Opposite to Foulshiels, on the farther bank of Yarrow, stands "Newark's stately tower," the most famous, and I think, from its situation, the most beautiful of all the Border strongholds. Situation and surroundings are perfect; I know of no scene more captivating, whether you view it from Foulshiels, or stand by the castle itself, or, climbing high up on its ramparts, gaze around where wood and hill and stream blend in a beauty that is matchless. And from far below comes the voice of Yarrow, chafing among its rocks and boulders, moaning perhaps as it moaned that cruel day after the battle of Philiphaugh, when, on Slain Man's Lea, hard by the castle, Lesly's prisoners were butchered in cold blood.
Newark is the best preserved of all the famous Border towers. And this we owe to the House of Buccleuch. Writing of the ancient towers of Ettrick and Yarrow, the Reverend Dr. James Russell says: "Some of them were burned down when clans were in conflict with each other; but what was allowable in the period of Border warfare was without excuse in our times of peace. Even the grim grey ruins were interesting features of the landscape, and worthy of being spared. But, worse than 'time's destroying sway,' the ruthless hand of vandalism has swept the greater part of them away, as standing in the way of some fancied improvement, or to employ the material for building some modern dyke or dwelling.

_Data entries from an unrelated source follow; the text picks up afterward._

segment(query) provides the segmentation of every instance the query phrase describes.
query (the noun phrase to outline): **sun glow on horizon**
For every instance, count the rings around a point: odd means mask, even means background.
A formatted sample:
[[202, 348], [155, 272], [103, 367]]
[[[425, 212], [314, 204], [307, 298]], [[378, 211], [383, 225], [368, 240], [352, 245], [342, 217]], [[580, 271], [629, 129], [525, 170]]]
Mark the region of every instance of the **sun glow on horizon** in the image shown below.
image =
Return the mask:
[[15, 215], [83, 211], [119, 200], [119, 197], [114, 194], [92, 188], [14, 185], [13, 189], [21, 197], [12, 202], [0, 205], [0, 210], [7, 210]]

Even Newark Castle, the stateliest of them all, was thus desecrated through the bad taste of the factor of the day, so recently as the beginning of this [the nineteenth] century, and the best of the stones from the walls and enclosing fence pulled down for the building of a farmhouse immediately in front on the Slain Man's Lea. The present noble proprietor [the fifth Duke of Buccleuch, who died in 1884], was so displeased and disgusted with the proceedings, that when he came into power he swept the modern houses away, and restored stones that in an evil hour had been abstracted, and put the ancient pile into a state of perfect preservation."
Built sometime before 1423—it is referred to as the "new werke" in a charter of that date to Archibald, Earl of Douglas,—Newark Castle was a royal hunting seat; the royal arms are carved on a stone high up on its western wall. But in its time it has seen war as well as sport; in 1548 Lord Grey captured it for Edward VI, and in 1650 it was garrisoned for a while by Cromwell's men after Dunbar. It is of peace, however, rather than of war that one thinks when wandering here; and one recalls how Anne, Duchess of Monmouth and Buccleuch, quilting the throng of men and the hideous later turmoil of her life, retired here with her children after the execution of her unhappy husband in 1685. To what more beautiful and restful scene could she have carried the burden of her sorrows? It is she to whom, in Newark, the "Last Minstrel" recites his Lay.